Immediate annuities pay you income right away (or almost right away). Remember that lump sum option? Here’s where it comes into effect. You make a single lump sum payment to the insurance company and you begin making income one annuity period after you purchase it. How soon after depends on the company. You can generally make money from 30 days to one year after your first payment. Immediate annuities are a really popular option among retirees — can you see why? You get paid fairly quickly.
Deferred annuities offer tax-advantaged saving and lifetime income. What’s the benefit of a deferred annuity? Your annuity garners interest during that time and you may increase your future income. With a deferred annuity, you begin receiving payments years or decades in the future. Your premiums grow tax-deferred inside the annuity. In other words, it’s like planting a seedling to grow a maple tree years from now.
A lot of people use deferred annuities to supplement individual retirement accounts and employer-sponsored retirement plans. (There’s a good reason why — keep reading!)
Other Types of Retirement Investing
Not sure annuities are your best bet? Understandable. Let’s check out a few other options.
Retirement accounts can’t be excluded from the list, right? Retirement accounts are a great option if you already have access to one through your job (i.e. Group RRSP) and are still working. You can learn more about various account types here.
If you’ve never taken the time to set up your retirement account, you’re probably leaving money on the table. Many companies offer a percentage on the dollar that you invest yourself.
Check with your company’s human resources office to find out if you have a retirement plan. Then, don’t waste any time. Sign up for it so your company chips in money, too.
A robo-advisor is a service that uses highly specialized software to do the job of wealth managers or investment advisors – people who decide what you should invest in and then tinker with those investments over time.

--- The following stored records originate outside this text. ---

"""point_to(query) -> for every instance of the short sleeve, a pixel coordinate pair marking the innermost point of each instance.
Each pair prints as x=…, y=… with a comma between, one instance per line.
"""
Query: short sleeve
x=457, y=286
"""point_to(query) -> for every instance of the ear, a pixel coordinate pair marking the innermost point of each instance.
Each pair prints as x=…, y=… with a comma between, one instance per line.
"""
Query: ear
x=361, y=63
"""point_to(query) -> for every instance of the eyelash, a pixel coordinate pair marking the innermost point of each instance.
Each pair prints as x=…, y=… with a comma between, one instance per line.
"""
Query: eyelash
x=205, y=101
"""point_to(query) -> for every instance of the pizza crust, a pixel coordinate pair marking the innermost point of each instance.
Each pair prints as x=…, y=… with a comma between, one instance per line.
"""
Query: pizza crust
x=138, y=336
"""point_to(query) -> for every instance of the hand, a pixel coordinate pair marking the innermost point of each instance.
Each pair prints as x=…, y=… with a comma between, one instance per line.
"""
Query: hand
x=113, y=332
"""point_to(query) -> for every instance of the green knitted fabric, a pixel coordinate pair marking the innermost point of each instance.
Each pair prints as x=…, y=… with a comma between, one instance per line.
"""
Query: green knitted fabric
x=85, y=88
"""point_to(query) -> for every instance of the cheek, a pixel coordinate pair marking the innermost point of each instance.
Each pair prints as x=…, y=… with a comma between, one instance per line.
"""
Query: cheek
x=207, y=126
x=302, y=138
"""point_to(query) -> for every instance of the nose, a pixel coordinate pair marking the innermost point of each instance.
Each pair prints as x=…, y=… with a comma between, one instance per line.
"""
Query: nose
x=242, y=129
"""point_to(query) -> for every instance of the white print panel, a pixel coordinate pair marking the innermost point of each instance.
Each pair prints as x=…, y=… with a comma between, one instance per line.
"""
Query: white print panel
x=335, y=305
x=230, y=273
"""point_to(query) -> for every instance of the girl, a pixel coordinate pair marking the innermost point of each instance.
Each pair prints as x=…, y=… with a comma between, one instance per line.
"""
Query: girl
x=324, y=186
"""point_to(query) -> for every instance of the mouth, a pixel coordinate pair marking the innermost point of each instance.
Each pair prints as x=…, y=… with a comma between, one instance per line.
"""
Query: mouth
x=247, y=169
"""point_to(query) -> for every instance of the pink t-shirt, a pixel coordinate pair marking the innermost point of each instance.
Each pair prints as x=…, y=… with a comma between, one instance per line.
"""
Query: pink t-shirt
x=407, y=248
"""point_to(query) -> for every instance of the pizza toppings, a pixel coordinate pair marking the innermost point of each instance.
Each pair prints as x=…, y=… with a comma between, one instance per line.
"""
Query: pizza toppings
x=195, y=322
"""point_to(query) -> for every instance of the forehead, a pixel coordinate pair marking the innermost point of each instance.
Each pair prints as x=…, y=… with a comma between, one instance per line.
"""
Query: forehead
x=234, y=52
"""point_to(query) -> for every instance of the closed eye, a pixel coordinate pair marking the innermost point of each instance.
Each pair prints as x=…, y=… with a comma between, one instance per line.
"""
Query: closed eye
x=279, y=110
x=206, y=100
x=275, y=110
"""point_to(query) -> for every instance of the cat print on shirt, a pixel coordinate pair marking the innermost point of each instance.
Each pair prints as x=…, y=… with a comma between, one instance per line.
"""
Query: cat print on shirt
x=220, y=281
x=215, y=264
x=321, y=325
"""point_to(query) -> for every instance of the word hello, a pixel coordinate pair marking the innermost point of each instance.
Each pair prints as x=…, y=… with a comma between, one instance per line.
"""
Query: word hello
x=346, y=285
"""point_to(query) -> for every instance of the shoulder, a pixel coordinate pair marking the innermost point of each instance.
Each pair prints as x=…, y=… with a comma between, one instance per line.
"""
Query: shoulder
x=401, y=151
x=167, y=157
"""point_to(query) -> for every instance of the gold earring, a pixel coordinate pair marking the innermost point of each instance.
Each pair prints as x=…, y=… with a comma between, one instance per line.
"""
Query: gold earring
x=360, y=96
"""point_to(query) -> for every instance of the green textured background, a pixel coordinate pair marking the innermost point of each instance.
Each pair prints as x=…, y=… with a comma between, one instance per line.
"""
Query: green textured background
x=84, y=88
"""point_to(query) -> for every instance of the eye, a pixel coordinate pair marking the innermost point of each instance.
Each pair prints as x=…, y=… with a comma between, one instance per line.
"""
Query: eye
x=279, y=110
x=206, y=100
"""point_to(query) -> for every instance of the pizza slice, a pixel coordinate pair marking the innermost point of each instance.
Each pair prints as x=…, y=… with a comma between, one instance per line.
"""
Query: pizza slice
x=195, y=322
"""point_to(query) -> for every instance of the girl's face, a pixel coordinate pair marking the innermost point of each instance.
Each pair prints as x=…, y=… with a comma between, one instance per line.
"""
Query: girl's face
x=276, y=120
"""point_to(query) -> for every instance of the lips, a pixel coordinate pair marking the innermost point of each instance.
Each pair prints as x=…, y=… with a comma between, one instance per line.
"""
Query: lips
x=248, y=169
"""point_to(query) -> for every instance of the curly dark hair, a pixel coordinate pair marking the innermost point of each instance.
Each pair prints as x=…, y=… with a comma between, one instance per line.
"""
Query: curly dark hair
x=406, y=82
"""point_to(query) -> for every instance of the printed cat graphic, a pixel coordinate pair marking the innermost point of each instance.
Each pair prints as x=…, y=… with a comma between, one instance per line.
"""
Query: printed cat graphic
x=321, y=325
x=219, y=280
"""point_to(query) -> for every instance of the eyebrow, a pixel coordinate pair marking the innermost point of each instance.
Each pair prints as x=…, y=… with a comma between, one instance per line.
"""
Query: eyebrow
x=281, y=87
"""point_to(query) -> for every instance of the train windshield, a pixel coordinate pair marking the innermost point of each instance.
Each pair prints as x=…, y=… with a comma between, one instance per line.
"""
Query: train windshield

Robo-advisors typically have you answer a few questions to determine your appetite for risk which will probably be low if you’re heading into retirement. Then, through the use of proprietary algorithms, they spread your money into appropriate investments, making adjustments as your situation and the market change.
When you open an account with a robo-advisor they typically collect between 1% less in fees than a professional investment advisor. They can charge lower fees as they generally don’t have brick and mortar branches like most other financial institutions and they automate a lot of manual work. A 1% fee on your entire retirement savings can amount to quite the sum of money so it’s very wise to shop around and find a low fee alternative like a robo-advisor, if that best suits your needs.
Have you ever heard of a bond ladder? It’s a way to take advantage of bonds at different maturity rates. Here’s an example of how it works:
Let’s say you plan to invest $30,000.
You buy three bonds each with a face value of $10,000.
Or — you buy 10 bonds with a face value of $3,000.
The bonds all mature at different times. The first bond matures in a year, the next the year after, the next — you guessed it. You can spread them out over 10 years, too.
It’s a potential low-risk way to gain a return on your retirement savings.
Nervous about plunging your funds into an index fund that tracks the market? (It means your money can also bear down with the market, as well.) However, index funds are inexpensive and also generally recover with the market since they track it. Popular ETFs like Vanguard Index 500 (VFINX) or an exchange-traded fund (ETF) such as the SPDR S&P 500 ETF (SPY) are options.
Decide Whether Annuities Are Right for You
If you’re scratching your head wondering what option is best for you then you’ll want to consider the following:
Whether you want your beneficiaries to benefit
Your other needs or goals (would you rather start those for your grandkids?)
Regardless of your decision, you shouldn’t take it lightly. Choosing an annuity is a major decision so make sure it’s the right one for you and talk to a professional that offers annuities before whipping out your wallet.